They Migrated From Chiapas When Opportunities Dried Up, Orchids Brought Them Home

An orchid rehabilitation project is turning a small Mexican community into a tourist magnet — and attracting far-flung locals back to their hometown.

They Migrated From Chiapas When Opportunities Dried Up, Orchids Brought Them Home

Marcos Aguilar Pérez takes care of orchids rescued from the rainforest in his backyard in Santa Rita Las Flores, Mapastepec, Chiapas, Mexico.

Adriana Alcázar González/GPJ Mexico
Adriana Alcázar González

MAPASTEPEC — Sweat cascades down Candelaria Salas Gómez’s forehead as she separates the bulbs of one of the orchids she and the other members of the Santa Rita Las Flores Community Ecotourism group have rescued from the rainforest. The group houses and protects over 1,000 orchids recovered from El Triunfo Biosphere Reserve, in the southeastern Mexican state of Chiapas, after powerful storms.

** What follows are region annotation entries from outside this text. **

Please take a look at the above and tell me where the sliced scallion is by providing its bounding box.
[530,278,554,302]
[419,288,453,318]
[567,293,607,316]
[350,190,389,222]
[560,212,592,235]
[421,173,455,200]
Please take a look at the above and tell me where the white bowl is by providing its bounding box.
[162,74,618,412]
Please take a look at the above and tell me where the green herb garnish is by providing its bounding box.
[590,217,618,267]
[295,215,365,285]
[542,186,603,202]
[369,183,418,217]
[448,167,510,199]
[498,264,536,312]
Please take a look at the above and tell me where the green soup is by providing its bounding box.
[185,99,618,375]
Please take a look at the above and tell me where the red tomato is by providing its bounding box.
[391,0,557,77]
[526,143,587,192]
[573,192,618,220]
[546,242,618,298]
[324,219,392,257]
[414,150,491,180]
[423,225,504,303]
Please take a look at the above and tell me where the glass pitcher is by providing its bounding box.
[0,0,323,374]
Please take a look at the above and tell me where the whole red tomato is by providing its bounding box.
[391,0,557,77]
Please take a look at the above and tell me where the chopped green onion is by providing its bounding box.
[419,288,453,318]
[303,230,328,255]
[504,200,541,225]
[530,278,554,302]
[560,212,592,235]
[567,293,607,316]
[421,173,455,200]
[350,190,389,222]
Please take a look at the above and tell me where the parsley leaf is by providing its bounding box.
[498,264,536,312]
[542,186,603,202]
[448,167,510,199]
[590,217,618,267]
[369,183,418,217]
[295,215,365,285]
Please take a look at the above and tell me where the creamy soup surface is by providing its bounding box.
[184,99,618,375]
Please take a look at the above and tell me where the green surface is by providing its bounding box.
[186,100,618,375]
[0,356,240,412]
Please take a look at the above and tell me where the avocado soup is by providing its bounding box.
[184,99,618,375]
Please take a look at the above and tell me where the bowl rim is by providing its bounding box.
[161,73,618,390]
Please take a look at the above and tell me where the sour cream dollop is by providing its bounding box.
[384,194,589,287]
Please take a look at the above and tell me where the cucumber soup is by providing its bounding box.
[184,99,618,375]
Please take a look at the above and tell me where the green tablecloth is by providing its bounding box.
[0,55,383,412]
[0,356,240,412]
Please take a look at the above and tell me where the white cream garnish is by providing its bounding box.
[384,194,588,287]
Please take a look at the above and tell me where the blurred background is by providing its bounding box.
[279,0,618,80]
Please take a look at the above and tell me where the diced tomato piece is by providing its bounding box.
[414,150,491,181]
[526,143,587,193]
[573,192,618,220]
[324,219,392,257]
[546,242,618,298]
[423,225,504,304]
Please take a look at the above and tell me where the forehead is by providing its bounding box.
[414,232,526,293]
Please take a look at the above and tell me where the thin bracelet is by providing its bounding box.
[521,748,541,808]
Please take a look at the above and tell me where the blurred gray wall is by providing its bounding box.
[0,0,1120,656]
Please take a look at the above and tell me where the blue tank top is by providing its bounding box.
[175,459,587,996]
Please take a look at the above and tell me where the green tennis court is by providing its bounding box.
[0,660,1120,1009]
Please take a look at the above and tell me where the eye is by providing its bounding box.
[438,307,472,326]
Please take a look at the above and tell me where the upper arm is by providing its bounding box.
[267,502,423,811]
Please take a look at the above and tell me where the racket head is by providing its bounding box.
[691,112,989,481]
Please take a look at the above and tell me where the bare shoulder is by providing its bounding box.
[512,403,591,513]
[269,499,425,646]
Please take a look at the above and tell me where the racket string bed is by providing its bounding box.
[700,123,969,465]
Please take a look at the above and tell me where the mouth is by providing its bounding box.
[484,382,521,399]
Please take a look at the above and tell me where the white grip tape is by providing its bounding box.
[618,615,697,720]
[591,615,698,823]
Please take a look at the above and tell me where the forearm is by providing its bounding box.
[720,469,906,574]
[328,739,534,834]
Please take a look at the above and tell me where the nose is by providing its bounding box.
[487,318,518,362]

“When the storms and heavy rains end, we climb to the vicinity of the mountains and collect the orchids that have fallen from the trees. We bring them to Santa Rita, care for them, and build their strength to reintegrate them into the reserve later,” says Salas Gómez, 32, as she attaches an orchid to a clay base to help it recover.

Like magnets, the orchids of Santa Rita have exerted a pull on those who have migrated from the area due to lack of opportunity. After years away from home, Salas Gómez was one of those who returned, attracted by the community venture to rescue these flowers and exhibit them as a tourist attraction, which provides residents with an adequate income.